Actress Felicity Huffman and a dozen other parents involved in the massive college admissions cheating scandal will plead guilty to bribery and fraud, authorities announced Monday.
The 13 parents are among nearly 50 people charged last month in the scheme authorities have called the “largest college admissions scam prosecuted by the Justice Department.”
Prosecutors alleged these parents paid admissions consultant William “Rick” Singer, 58, more than $25 million total to rig test scores, cheat on SAT exams, and bribe college coaches, all with the goal of getting their children into elite universities, including the University of Southern California, Georgetown, Stanford, and Yale. Singer pleaded guilty in Boston court last month to charges including racketeering, conspiracy, and obstruction of justice.
The scheme occurred unbeknownst to many of the parents’ children and sent shock waves through the higher-education world.
“I am in full acceptance of my guilt and with deep regret and shame over what I have done, I accept full responsibility for my actions and will accept the consequences that stem from those actions,” Huffman said in a Monday statement. “I am ashamed of the pain I have caused my daughter, my family, my friends, my colleagues and the educational community.I want to apologize to them and, especially, I want to apologize to the students who work hard every day to get into college.”

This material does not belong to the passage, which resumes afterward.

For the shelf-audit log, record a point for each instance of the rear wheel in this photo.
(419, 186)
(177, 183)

Huffman, a 56-year-old Emmy Award-winning actress, “agreed to pay Singer at least $15,000 to participate in the college entrance exam cheating scheme for her oldest daughter,” the U.S. Attorney’s Office said Monday.
The payment—which was made out to Key Worldwide Foundation, a non-profit organization run by Singer—ultimately enabled the actress’ daughter to end up with a SAT score of 1420, a 400-point bump from her previous score. Huffman's husband, fellow Emmy-winning actor William H. Macy, was not named in the complaint. She will plead guilty to conspiracy to commit mail fraud and honest services mail fraud.
“My daughter knew absolutely nothing about my actions, and in my misguided and profoundly wrong way I have betrayed her,” Huffman said on Monday, less than a week after she appeared in Boston federal court. “This transgression toward her and the public I will carry for the rest of my life. My desire to help my daughter is no excuse to break the law or engage in dishonesty.”
According to Huffman’s plea agreement, prosecutors will seek a four to 10-month prison sentence. Her defense is pushing for a maximum sentence of six months.
Top lawyer Gordon Caplan, who allegedly paid $75,000 to fake his daughter’s learning disability to help her get a better score on a college entrance exam, was also named among the parents who plan to plead guilty.
“I take full and sole responsibility for my conduct and I am deeply ashamed of my behavior and my actions,” the former lawyer said in a Friday statement obtained by The Daily Beast. “I apologize not only to my family, friends, colleagues, and the legal Bar, but also to students everywhere who have been accepted to college through their own hard work.”
In addition to the TV star and dozen other parents who are prepared to plead guilty, the U.S. Attorney’s Office on Monday announced charges against two additional parents: Bruce and Davina Isackson.
The California couple “have both agreed to plead guilty to one count of conspiracy to commit mail fraud and honest services mail fraud,” after allegedly paying $600,000 in Facebook stock to get one daughter into UCLA and another into USC, the affidavit states.
“Thanks for the follow up call regarding the attacked Key Worldwide Foundation involve. Per our discussion can you please send me an email confirming that if [our daughter] is not admitted to UCLA as a freshman for the Fall 2016 class that The Key Worldwide Foundation will refund our $250,000 gift,” Bruce e-mailed Singer on July 11, 2016, according to the affidavit. “Again, both Davina and I are greatly appreciative of all your efforts on [our daughter]’s behalf!”
The 61-year-old father, who also allegedly conspired with Singer to get his younger daughter into USC as a rowing recruit, will also plead guilty to money laundering conspiracy and conspiracy to defraud the IRS. His daughter, who was not named in the affidavit, was not competitive in rowing, “but instead an avid equestrian.”
“No words can express how profoundly sorry we are for what we have done,” the Isacksons said in a statement obtained by The Daily Beast on Monday. “Our duty as parents was to set a good example for our children and instead we have harmed and embarrassed them by our misguided decisions. We have also let down our family, friends, colleagues and our entire community. We have worked cooperatively with the prosecutors and will continue to do so as we take full responsibility for our bad judgment.”